Sacramento CA/Delta Whiz In, Ride, and Vintage Bike Swap Meet, Saturday Oct 4th for the huge ride, Sunday Oct 5th for the Swap Meet.  Great event, usually they get well over 60 to 70 riders on the motorized day, and the swap meet last year had about 20 vendors selling the good stuff.  I have a flyer for this event with more details and directions to the venue.  Previously the Fresno Whiz and Swap, moved to the Sacramento area this year.


----------



## Sean (Sep 18, 2008)

Where is it held?


----------



## sensor (Sep 21, 2008)

*where at?*

i know a few people who'd be interested(myself included)!
could you post the time and place for us please?


----------



## jerrywge (Sep 26, 2008)

*Sacremento CA/Delta Whiz In*

I have a flyer, and can email it to anyone who wants one??

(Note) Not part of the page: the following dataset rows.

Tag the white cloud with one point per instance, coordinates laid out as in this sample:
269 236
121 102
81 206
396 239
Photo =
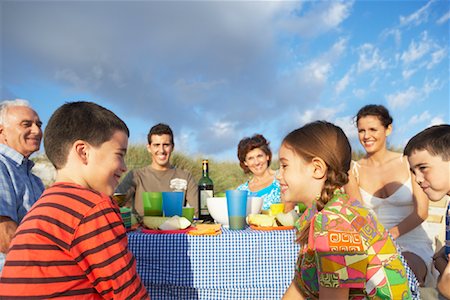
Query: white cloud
395 32
430 87
343 83
359 93
322 17
318 113
438 120
418 17
404 98
436 57
417 50
444 18
370 59
408 73
347 123
419 118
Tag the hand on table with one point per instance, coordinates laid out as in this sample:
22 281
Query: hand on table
440 260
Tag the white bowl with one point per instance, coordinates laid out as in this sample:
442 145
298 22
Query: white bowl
217 207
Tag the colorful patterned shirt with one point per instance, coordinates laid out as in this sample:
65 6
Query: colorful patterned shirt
348 248
270 193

I'm not much of a computer guy so not freally sure about links, attachements, or whatever, just email me at jerrywge@msn.com and put in the subject line Sacremento Whiz In Bicycle Swap so I will not delete it.


----------



## sensor (Sep 26, 2008)

*dont need to see the flyer...*

just the location and time(s) if you would please!!
theres about 20 people that are trying to get info:eek: 
nothing personal....i just dont give email addresses out:eek: 
thanks!


----------



## mre straightbar (Sep 27, 2008)

i emaied this guy and he said it was in isleton    not exactly in sac


----------



## mre straightbar (Sep 27, 2008)

i emailed this guy and he said it was in isleton    not exactly in sac


----------



## sensor (Sep 27, 2008)

thanks for the info mre straightbar


----------